Hacker News new | ask | show | jobs
by oliverluk 913 days ago
Thanks a lot for the detailed response! I was indeed not aware of the scope of the problem and the fact that it has its own Wikipedia page.

Also many thanks making me aware of ORCID (together with "DamonHD"). After doing some digging I found ORCID API endpoints which are able to resolve DOIs and PMIDs to ORCID profiles, which is great.

I will take a closer look at the "disambiguation" project you linked to and will see what approach I can take for reliably resolving email addresses to first names (while filtering out non-personal email addresses).

That being said, I fear that resolving non-ORCID + non-email authors using the SerpApi + LLM approach I described in my initial post is still the best shot I currently have.

1 comments

Even ORCID is not foolproof, there's been cases where it misattributes papers.
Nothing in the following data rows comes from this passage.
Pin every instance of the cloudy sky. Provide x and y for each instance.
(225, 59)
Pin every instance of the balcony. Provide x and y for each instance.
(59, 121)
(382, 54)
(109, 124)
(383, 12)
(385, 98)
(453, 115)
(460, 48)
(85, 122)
For a proper job you'd need to look at actual journal article text and cross-reference possible authors' CVs if easily available. It's not something that can be seamlessly automated.
Interesting, thanks for the heads up. I will implement the following safeguard:

* Known: Paper DOI, paper PMID, author last name, author initials

* Get connected ORCIDs based on the DOI / PMIDs

* Check if the known last name matches the last name of the ORCID profile (also include the "Also known as" section of the profile)

This may lead to some false negatives (for example in case of name changes that were not properly recorded) but if I can reduce the amount of manual lookups to a number below 100, it's already a win.